Authenticity and quality evaluation of different Rhodiola species and commercial products based on NMR-spectroscopy and HPLC

Introduction: The main concern regarding the authenticity and quality of Rhodiola rosea L. (Sedum rosea (L.) Scop.) products is their adulteration with other Rhodiola species.

Objective: The aim of the study was the development of a reliable and practical analytical platform for quality and quantity assessment of the characteristic molecules in three Rhodiola species (R. rosea, R. kirilowii (Regel) Maxim and R. crenulata (Hook. f. & Thomson) H. Ohba), commercial products and their possible application as markers for the authentication of R. rosea based products.

Material and methods: The major molecules were identified by one-dimensional (1D) and two-dimensional (2D) nuclear magnetic resonance (NMR)-based metabolomics and quantitatively determined by high-performance liquid chromatography ultraviolet (HPLC-UV) analysis. The orthogonal projections to latent structures discriminant analysis (OPLS-DA) revealed the specific patterns in the metabolite profiles of R. rosea and R. crenulata.

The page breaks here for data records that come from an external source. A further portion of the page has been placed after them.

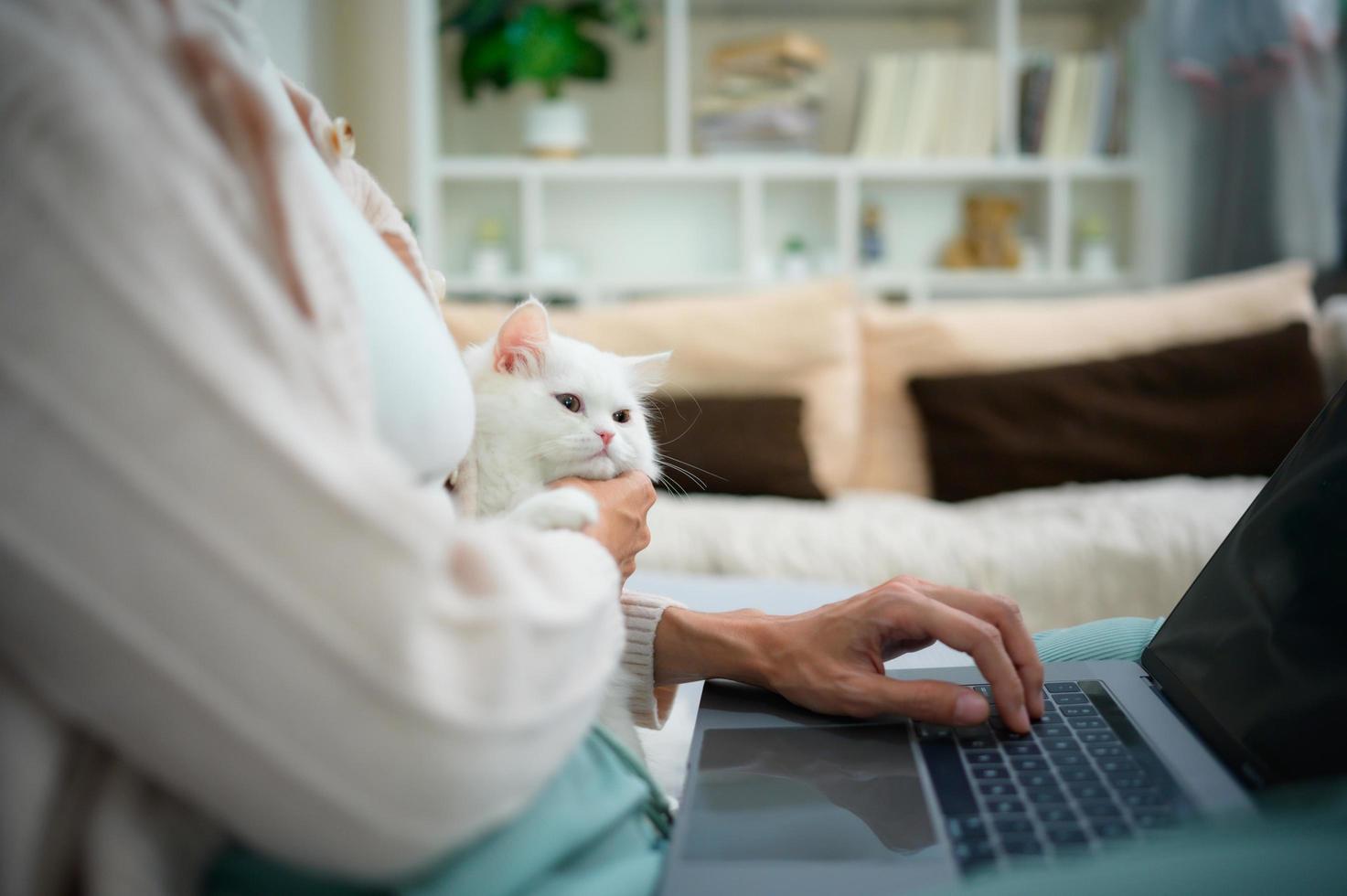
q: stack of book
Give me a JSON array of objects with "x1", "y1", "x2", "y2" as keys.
[
  {"x1": 1020, "y1": 52, "x2": 1128, "y2": 157},
  {"x1": 851, "y1": 50, "x2": 997, "y2": 157},
  {"x1": 692, "y1": 31, "x2": 827, "y2": 155}
]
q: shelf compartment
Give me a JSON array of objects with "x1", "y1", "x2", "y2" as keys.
[
  {"x1": 438, "y1": 178, "x2": 524, "y2": 279},
  {"x1": 749, "y1": 179, "x2": 840, "y2": 281},
  {"x1": 687, "y1": 0, "x2": 997, "y2": 157},
  {"x1": 532, "y1": 179, "x2": 743, "y2": 283},
  {"x1": 849, "y1": 178, "x2": 1048, "y2": 276},
  {"x1": 1070, "y1": 178, "x2": 1137, "y2": 273}
]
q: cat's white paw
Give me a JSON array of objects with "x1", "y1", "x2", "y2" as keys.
[{"x1": 509, "y1": 487, "x2": 598, "y2": 532}]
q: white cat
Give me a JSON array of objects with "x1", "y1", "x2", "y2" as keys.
[{"x1": 453, "y1": 299, "x2": 669, "y2": 754}]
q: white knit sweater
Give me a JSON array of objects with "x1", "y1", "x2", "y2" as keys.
[{"x1": 0, "y1": 0, "x2": 664, "y2": 893}]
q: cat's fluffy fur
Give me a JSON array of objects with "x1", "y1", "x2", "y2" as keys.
[{"x1": 454, "y1": 299, "x2": 668, "y2": 754}]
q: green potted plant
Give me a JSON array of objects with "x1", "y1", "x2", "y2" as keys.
[{"x1": 439, "y1": 0, "x2": 647, "y2": 156}]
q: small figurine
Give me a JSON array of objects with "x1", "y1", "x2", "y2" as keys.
[{"x1": 861, "y1": 202, "x2": 883, "y2": 264}]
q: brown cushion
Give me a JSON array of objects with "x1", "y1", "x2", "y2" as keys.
[
  {"x1": 911, "y1": 324, "x2": 1324, "y2": 501},
  {"x1": 848, "y1": 261, "x2": 1315, "y2": 495},
  {"x1": 650, "y1": 396, "x2": 823, "y2": 500}
]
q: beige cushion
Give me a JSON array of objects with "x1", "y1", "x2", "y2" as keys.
[
  {"x1": 444, "y1": 282, "x2": 861, "y2": 493},
  {"x1": 849, "y1": 261, "x2": 1315, "y2": 495}
]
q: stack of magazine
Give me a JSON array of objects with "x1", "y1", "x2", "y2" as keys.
[{"x1": 692, "y1": 31, "x2": 827, "y2": 155}]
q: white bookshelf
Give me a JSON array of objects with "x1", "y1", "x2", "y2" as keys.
[{"x1": 407, "y1": 0, "x2": 1154, "y2": 302}]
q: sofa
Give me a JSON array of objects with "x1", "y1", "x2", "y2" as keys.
[{"x1": 444, "y1": 261, "x2": 1347, "y2": 629}]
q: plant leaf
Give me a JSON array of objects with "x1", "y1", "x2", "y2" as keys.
[
  {"x1": 458, "y1": 29, "x2": 513, "y2": 101},
  {"x1": 572, "y1": 35, "x2": 607, "y2": 80},
  {"x1": 439, "y1": 0, "x2": 513, "y2": 34}
]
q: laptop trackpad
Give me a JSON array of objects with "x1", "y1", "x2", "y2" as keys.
[{"x1": 683, "y1": 723, "x2": 936, "y2": 861}]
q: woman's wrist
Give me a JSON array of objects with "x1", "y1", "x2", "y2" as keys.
[{"x1": 655, "y1": 606, "x2": 781, "y2": 686}]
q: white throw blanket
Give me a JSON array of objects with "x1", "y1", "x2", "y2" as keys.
[{"x1": 641, "y1": 475, "x2": 1262, "y2": 631}]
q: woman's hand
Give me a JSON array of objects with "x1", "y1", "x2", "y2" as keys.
[
  {"x1": 551, "y1": 472, "x2": 655, "y2": 585},
  {"x1": 655, "y1": 577, "x2": 1042, "y2": 731}
]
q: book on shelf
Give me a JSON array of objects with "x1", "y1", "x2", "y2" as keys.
[
  {"x1": 851, "y1": 50, "x2": 997, "y2": 157},
  {"x1": 711, "y1": 31, "x2": 829, "y2": 78},
  {"x1": 692, "y1": 31, "x2": 827, "y2": 155},
  {"x1": 1019, "y1": 51, "x2": 1128, "y2": 157}
]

Results: The coumarin crenulatin was only identified in R. crenulata and can be used as a marker to detect potential adulteration of the commercial products. Crenulatin was identified in two of the four analysed products by NMR-spectroscopy. According to the HPLC data, in less than a quarter of all products, the labelled amounts of salidroside and total rosavins were confirmed.

Conclusions: The developed analytical platform was found to be useful in the investigations of the phytochemical diversity of different Rhodiola species, the recognition of the unique metabolites between them and the identification of adulterated products. Therefore, this approach could be applied from the earliest to the latest stages of the value chain in the manufacturing of R. rosea based products.

Golden root; HPLC; NMR; OPLS-DA; adulteration.